The day’s main activity was a final assembly where the lecturers were given an opportunity to address the students and give them a very brief overview of the courses they had taught. This is meant to cultivate interest by shedding light on course content to students who might be interested in enrolling. This allows students to make more informed decisions when choosing their next classes. The lecturers were also awarded, after a brief vote of thanks by a student representative from the respective classes, a small gift—a token of appreciation for their hard work and dedication throughout the semester.
To conclude the day’s activities the participants were treated to a banquet which included the now famous MIAS mbuzi choma (roast goat meat), a treat everybody looks forward to and enjoys!
Oral Comprehensive Exam
Carolyne Masicha successfully completed her oral comprehensive exam on April 13 at the Maryknoll Institute of African Studies. She gave a 50-minute lecture on the “Challenges Facing African Men and Women Religious in Their Larger Families.” The lecture is from the course African Marriage and Family: Challenge and Change. The examiners on the day were Professor Mary Getui and Dr. Michael Katola.

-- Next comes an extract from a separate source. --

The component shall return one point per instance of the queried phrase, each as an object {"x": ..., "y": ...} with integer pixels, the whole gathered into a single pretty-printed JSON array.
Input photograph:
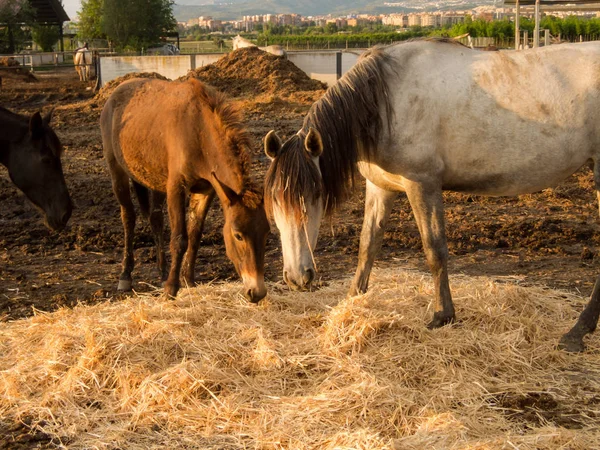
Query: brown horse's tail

The oral exam is taken at the end of the formal course work and is part of the requirements for the M.A. in African Studies.
In preparation the student submits six lecture topics for approval, one for each courses taken. Once approved, the student prepares 50- minute written lectures on each of the six topics. On the morning of the exam the examinee is told which of the six lectures has been selected for presentation by the examining committee. After the presentation, the examiners poses questions to the student on the topic of the lecture as well as on the other five lectures. The examining committee judges the quality of the presentation, the Africanist content of the lecture and the responses to their questions. The student’s performance is graded and recommendations are given.